Cette interview fait partie d’une série, vous trouverez les autres à cet endroit.

Le 23 mars 2018

 

Christophe Thibault

Christophe Thibaut est à OCTO depuis octobre 2005 et s’intéresse plus particulièrement aux différents aspects de la prévention et du management de la qualité. Depuis quatre ans, il est dans la tribu Craft dont la vocation est d’aider les clients dans leurs pratiques de développement, principalement autour de la qualité.

Comment voyais-tu les architectes et l’architecture de SI avant d’arriver à OCTO ?

Quand j’ai commencé ma carrière, en 1988-1989, il n’y avait pas spécifiquement d’architectes : il y avait des chefs de projets, des développeurs qui connaissaient plus ou moins bien la technologie, mais pas d’architectes. J’ai vu apparaître ce métier spécifique chez mes clients.

Des architectes ont commencé à pointer le bout de leur nez quand j’étais chef de projet dans une grande banque. Je les entendais parler de technologies nouvelles, à l’époque c’était l’objet et CORBA. Ces interlocuteurs parlaient technique mais n’étaient pas impliqués dans des développements, ils s’intéressaient plus aux choix technologiques.

Ensuite, dans d’autres missions, j’ai d’abord vu des DBAs puis des architectes qui ne parlaient plus seulement de base de données et de modélisation mais aussi de l’ensemble de l’application.

C’était nouveau pour moi car, venant de la micro-informatique, j’avais l’habitude d’une certaine autonomie des équipes dans le design des applications.

Avant d’entrer chez OCTO, les architectes étaient des espèces de spécialistes-généralistes avec une approche relativement haut niveau donc assez abstraite.
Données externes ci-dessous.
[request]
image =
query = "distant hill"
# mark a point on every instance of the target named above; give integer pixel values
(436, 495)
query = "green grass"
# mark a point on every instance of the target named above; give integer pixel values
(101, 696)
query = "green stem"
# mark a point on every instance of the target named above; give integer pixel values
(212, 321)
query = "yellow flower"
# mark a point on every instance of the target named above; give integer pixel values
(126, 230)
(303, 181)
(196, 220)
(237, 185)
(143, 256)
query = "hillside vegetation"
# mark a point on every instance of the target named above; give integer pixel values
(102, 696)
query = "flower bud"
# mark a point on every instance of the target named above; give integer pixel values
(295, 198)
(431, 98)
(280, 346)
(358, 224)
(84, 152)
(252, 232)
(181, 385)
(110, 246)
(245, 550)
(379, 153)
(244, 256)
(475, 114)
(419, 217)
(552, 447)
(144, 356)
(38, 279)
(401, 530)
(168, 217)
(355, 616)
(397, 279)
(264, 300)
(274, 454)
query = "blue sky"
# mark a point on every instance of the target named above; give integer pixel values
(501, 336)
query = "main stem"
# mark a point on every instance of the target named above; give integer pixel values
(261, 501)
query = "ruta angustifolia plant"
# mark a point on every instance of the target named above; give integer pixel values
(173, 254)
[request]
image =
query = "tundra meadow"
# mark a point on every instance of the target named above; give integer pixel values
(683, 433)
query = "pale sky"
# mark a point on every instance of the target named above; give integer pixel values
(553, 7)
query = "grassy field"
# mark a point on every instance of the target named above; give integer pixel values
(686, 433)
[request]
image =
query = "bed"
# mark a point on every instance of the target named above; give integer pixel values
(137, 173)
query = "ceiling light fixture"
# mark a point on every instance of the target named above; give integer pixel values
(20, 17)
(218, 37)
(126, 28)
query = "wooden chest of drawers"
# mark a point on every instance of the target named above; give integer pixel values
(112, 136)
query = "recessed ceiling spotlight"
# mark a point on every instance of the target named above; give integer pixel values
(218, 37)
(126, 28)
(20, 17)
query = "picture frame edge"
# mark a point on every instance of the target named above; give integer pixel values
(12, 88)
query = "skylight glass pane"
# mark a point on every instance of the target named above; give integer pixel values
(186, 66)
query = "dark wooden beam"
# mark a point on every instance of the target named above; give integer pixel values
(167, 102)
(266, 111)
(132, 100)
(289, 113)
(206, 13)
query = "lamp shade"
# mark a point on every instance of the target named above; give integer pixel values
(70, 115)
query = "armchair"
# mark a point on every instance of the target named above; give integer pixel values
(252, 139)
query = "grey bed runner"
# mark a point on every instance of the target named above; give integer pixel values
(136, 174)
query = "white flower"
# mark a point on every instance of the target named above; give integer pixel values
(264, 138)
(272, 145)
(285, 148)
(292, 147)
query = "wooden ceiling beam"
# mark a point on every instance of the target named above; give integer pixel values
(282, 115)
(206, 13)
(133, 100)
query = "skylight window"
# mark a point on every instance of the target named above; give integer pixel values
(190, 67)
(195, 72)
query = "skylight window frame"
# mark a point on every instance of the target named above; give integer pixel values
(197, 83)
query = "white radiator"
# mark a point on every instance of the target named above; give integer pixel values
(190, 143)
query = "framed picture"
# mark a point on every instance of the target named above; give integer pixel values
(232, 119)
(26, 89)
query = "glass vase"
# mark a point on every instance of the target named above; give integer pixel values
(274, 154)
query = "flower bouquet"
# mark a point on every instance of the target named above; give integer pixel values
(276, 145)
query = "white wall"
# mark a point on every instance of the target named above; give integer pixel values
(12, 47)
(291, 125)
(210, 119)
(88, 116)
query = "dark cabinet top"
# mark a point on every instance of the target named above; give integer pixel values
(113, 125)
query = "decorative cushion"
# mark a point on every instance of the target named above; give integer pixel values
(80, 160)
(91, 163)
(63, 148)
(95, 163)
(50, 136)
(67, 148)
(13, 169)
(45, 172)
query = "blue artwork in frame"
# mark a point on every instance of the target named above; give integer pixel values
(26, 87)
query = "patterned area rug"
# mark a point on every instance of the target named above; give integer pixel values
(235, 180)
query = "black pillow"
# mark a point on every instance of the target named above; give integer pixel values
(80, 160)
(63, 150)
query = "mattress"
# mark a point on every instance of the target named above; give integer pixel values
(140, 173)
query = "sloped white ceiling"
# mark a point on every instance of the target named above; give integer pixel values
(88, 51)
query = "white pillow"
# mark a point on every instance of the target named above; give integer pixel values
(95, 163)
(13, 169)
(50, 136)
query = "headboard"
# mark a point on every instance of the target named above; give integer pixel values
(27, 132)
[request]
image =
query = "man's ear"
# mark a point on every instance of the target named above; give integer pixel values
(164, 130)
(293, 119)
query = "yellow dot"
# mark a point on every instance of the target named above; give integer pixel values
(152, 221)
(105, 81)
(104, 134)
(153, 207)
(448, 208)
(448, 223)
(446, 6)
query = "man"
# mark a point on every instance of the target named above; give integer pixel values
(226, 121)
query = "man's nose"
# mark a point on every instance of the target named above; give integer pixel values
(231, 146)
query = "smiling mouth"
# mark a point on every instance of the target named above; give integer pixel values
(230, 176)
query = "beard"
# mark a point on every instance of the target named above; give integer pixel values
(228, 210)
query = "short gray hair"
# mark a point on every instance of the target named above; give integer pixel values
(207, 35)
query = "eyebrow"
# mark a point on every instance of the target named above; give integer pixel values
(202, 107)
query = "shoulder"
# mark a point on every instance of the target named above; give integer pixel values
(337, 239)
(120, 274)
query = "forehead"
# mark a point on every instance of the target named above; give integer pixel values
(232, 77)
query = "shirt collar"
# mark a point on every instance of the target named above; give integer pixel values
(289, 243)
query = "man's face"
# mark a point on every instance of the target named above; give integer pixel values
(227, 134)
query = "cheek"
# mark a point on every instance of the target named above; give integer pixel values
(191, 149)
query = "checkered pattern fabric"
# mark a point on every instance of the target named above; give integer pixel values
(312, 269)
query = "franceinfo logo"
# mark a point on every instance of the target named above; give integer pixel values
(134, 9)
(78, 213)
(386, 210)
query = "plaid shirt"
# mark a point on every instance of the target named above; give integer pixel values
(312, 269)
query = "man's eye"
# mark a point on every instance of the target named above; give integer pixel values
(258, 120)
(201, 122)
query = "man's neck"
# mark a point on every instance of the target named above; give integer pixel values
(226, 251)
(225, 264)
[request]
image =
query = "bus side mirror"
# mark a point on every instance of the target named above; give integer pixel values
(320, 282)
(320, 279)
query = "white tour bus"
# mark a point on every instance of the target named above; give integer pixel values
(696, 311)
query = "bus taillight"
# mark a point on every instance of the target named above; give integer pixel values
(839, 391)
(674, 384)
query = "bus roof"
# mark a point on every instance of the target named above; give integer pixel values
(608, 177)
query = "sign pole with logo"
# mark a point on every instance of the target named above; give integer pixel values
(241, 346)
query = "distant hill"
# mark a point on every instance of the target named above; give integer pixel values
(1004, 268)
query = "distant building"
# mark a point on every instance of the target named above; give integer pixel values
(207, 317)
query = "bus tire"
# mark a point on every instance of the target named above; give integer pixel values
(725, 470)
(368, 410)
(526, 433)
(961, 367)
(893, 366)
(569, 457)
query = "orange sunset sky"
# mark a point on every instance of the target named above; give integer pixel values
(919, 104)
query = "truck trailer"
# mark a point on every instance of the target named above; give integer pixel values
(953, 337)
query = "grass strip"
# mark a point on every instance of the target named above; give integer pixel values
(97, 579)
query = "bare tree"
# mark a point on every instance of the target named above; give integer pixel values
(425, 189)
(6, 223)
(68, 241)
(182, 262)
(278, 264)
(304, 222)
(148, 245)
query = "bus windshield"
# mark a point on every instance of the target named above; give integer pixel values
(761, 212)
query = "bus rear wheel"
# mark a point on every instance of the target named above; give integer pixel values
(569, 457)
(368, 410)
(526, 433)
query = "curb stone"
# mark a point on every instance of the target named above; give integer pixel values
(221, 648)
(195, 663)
Certains étaient très crédibles mais d’autres racontaient n’importe quoi.

Qu’est ce qui t’as fait venir à OCTO qui se revendiquait comme un cabinet de conseil en architecture de SI ?

J’avais déjà des copains dans la place qui faisaient un travail de coaching autour de l’agilité, qui m’ont parlé d’OCTO en me disant que c’était différent de ce qu’on pouvait voir ailleurs et qu’on pouvait y faire des choses intéressantes.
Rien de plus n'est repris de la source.